By contrast, the lack of time spent with an individual patient (when there are countless individuals waiting to be seen), combined with the economic reality of multiplying one's salary by writing huge numbers of prescriptions puts Chinese doctors under undue and undeclared influence from extraneous forces, namely the pharmaceutical industry.

In turn, patients are at risk of receiving sub-optimal diagnosis and care and are put in harm's way by medication overuse.

On a positive note, the Chinese government is taking steps to alleviate the existing income and infrastructure discrepancies between the Eastern coastal areas and the countryside, which will improve general medical, and one hopes, mental health care.

Equally important, a whole generation of sophisticated, highly motivated psychiatric physicians and non-medical psychotherapists is coming of age (in the big cities), educated in part thanks to outside efforts by not-for-profit organizations such as the Chinese American Psychoanalytic Alliance (CAPA).

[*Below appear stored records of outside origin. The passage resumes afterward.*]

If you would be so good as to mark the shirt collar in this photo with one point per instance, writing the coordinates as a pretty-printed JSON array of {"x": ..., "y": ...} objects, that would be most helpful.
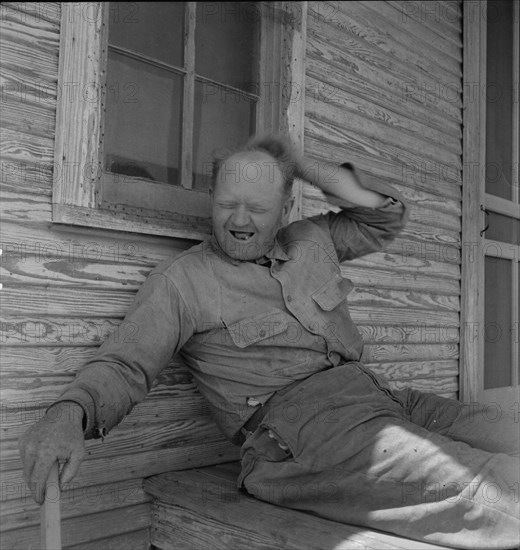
[{"x": 276, "y": 253}]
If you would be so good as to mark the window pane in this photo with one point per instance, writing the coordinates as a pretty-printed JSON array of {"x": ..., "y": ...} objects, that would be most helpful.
[
  {"x": 142, "y": 124},
  {"x": 154, "y": 29},
  {"x": 223, "y": 120},
  {"x": 497, "y": 323},
  {"x": 499, "y": 98},
  {"x": 502, "y": 228},
  {"x": 226, "y": 39}
]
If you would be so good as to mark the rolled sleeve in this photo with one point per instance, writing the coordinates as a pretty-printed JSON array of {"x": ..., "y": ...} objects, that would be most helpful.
[
  {"x": 123, "y": 370},
  {"x": 359, "y": 230}
]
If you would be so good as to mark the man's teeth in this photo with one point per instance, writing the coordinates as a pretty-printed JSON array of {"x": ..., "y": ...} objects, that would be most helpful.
[{"x": 242, "y": 235}]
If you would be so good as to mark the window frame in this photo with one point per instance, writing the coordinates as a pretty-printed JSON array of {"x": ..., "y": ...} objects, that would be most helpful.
[
  {"x": 78, "y": 184},
  {"x": 474, "y": 198}
]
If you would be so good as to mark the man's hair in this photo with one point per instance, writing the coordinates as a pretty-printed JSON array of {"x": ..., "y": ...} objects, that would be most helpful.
[{"x": 277, "y": 147}]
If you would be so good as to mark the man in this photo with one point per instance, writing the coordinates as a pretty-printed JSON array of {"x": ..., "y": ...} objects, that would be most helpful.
[{"x": 259, "y": 314}]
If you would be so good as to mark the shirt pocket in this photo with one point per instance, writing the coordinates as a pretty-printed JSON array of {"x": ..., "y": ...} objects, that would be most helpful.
[
  {"x": 332, "y": 293},
  {"x": 256, "y": 329},
  {"x": 337, "y": 326}
]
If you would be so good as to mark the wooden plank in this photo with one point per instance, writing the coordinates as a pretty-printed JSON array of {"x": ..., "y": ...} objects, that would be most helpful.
[
  {"x": 411, "y": 371},
  {"x": 35, "y": 12},
  {"x": 409, "y": 352},
  {"x": 49, "y": 301},
  {"x": 422, "y": 219},
  {"x": 445, "y": 387},
  {"x": 21, "y": 392},
  {"x": 348, "y": 49},
  {"x": 345, "y": 106},
  {"x": 112, "y": 469},
  {"x": 432, "y": 333},
  {"x": 472, "y": 276},
  {"x": 31, "y": 177},
  {"x": 188, "y": 96},
  {"x": 405, "y": 264},
  {"x": 77, "y": 122},
  {"x": 25, "y": 116},
  {"x": 127, "y": 439},
  {"x": 326, "y": 66},
  {"x": 416, "y": 197},
  {"x": 134, "y": 540},
  {"x": 19, "y": 147},
  {"x": 445, "y": 18},
  {"x": 391, "y": 152},
  {"x": 393, "y": 37},
  {"x": 19, "y": 303},
  {"x": 217, "y": 500},
  {"x": 368, "y": 305},
  {"x": 443, "y": 41},
  {"x": 390, "y": 278},
  {"x": 30, "y": 50},
  {"x": 182, "y": 403},
  {"x": 50, "y": 528},
  {"x": 444, "y": 181},
  {"x": 82, "y": 273},
  {"x": 75, "y": 502},
  {"x": 386, "y": 130},
  {"x": 79, "y": 530}
]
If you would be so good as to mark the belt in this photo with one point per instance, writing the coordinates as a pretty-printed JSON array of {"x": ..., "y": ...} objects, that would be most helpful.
[{"x": 256, "y": 418}]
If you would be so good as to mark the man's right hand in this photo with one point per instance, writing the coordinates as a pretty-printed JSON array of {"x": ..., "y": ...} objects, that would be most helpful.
[{"x": 58, "y": 435}]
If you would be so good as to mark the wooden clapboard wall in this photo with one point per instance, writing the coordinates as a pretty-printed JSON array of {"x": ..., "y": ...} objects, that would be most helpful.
[
  {"x": 383, "y": 85},
  {"x": 63, "y": 290}
]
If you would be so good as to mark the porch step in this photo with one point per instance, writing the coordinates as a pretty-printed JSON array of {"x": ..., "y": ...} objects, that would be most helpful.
[{"x": 202, "y": 509}]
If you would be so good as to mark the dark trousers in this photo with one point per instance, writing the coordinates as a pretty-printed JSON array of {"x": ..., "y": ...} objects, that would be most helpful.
[{"x": 343, "y": 446}]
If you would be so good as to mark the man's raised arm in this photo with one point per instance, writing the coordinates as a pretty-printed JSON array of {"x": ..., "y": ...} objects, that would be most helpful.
[{"x": 371, "y": 216}]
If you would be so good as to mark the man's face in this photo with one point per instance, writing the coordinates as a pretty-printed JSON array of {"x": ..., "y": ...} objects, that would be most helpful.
[{"x": 248, "y": 205}]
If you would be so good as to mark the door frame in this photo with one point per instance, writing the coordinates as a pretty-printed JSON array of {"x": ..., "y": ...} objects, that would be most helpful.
[{"x": 473, "y": 244}]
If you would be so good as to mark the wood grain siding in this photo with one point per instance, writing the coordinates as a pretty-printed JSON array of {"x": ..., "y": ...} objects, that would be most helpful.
[
  {"x": 64, "y": 289},
  {"x": 379, "y": 93},
  {"x": 383, "y": 90}
]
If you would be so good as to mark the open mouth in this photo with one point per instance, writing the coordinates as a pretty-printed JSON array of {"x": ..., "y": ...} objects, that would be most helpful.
[{"x": 242, "y": 235}]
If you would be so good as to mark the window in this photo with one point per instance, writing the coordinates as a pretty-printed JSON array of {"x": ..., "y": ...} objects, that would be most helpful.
[
  {"x": 490, "y": 348},
  {"x": 164, "y": 84}
]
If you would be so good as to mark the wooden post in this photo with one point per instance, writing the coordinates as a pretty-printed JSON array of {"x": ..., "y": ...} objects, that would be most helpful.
[{"x": 50, "y": 512}]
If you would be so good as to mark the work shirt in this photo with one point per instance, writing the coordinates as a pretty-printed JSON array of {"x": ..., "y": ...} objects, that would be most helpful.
[{"x": 246, "y": 329}]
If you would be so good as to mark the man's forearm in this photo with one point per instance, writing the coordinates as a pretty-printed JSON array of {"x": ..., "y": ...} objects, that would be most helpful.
[{"x": 340, "y": 182}]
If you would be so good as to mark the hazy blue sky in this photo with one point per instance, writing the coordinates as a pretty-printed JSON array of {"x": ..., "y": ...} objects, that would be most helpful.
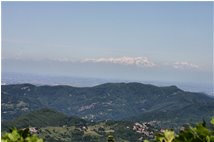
[{"x": 163, "y": 41}]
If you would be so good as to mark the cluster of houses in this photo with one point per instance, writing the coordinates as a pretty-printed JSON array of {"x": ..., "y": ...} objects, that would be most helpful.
[{"x": 144, "y": 128}]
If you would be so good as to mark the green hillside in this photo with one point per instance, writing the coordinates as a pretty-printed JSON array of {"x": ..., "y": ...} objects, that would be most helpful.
[{"x": 110, "y": 101}]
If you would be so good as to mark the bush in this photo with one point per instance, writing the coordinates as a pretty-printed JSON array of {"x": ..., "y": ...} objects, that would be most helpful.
[
  {"x": 20, "y": 136},
  {"x": 199, "y": 133}
]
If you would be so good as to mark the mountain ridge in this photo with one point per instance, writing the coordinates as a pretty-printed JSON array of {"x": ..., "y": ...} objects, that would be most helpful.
[{"x": 109, "y": 101}]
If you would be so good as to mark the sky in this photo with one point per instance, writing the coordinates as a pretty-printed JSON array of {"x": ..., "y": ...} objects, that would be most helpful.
[{"x": 157, "y": 41}]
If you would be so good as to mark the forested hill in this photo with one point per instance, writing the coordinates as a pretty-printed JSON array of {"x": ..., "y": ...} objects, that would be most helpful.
[{"x": 111, "y": 101}]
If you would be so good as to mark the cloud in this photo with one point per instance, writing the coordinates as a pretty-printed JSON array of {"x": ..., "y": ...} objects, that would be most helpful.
[
  {"x": 185, "y": 65},
  {"x": 138, "y": 61}
]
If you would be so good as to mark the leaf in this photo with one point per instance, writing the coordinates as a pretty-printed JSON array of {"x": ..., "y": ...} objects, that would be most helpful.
[{"x": 212, "y": 121}]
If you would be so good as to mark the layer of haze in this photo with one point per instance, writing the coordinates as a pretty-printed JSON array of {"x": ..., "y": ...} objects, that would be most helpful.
[{"x": 161, "y": 41}]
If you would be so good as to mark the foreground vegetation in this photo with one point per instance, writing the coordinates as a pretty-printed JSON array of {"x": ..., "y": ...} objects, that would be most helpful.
[{"x": 198, "y": 133}]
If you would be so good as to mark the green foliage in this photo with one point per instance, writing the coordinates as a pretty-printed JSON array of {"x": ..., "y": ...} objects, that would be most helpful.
[
  {"x": 198, "y": 133},
  {"x": 110, "y": 138},
  {"x": 20, "y": 136},
  {"x": 166, "y": 136},
  {"x": 141, "y": 102}
]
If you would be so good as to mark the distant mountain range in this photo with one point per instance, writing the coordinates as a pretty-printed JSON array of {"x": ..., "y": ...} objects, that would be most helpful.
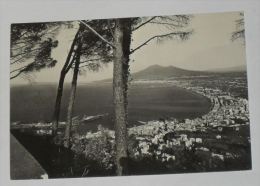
[{"x": 157, "y": 72}]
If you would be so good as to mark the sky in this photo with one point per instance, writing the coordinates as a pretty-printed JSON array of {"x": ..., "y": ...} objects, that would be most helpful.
[{"x": 209, "y": 47}]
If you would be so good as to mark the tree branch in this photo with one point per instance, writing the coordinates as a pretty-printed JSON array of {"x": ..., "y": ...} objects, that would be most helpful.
[
  {"x": 97, "y": 34},
  {"x": 157, "y": 36},
  {"x": 134, "y": 29}
]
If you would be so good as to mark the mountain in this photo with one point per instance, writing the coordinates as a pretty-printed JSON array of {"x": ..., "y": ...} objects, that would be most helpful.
[{"x": 157, "y": 72}]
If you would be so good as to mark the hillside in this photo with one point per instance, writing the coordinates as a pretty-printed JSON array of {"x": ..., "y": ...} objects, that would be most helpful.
[{"x": 157, "y": 72}]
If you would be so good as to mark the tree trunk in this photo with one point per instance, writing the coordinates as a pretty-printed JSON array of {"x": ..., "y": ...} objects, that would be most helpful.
[
  {"x": 56, "y": 114},
  {"x": 72, "y": 99},
  {"x": 120, "y": 96}
]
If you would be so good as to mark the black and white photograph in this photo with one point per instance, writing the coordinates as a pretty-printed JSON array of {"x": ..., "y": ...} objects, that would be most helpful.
[{"x": 153, "y": 95}]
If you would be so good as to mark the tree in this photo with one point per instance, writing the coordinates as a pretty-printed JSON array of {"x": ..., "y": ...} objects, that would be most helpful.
[
  {"x": 93, "y": 53},
  {"x": 90, "y": 54},
  {"x": 31, "y": 45},
  {"x": 122, "y": 39}
]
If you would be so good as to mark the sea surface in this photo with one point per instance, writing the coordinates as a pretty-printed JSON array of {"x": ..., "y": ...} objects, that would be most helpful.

Regarding the proposed health care reform, China might conclude that there is little synergy between corporate business models and her huge population's need for accessible medical care.

The conflicts of interest that have come to shake US academia will need to be addressed here as well. At the same time, doctors' working conditions must be improved. Eventually, consideration should be given to the establishment of a rational tort system that does not simply copy the excesses of the US system. There is much reason for hope and much work to be done. Chinese society, patients and doctors will be better off for it.

The author is a US educated neurologist and psychiatrist based in New York City, and a faculty member of Columbia University and the Chinese American Psychoanalytic Alliance.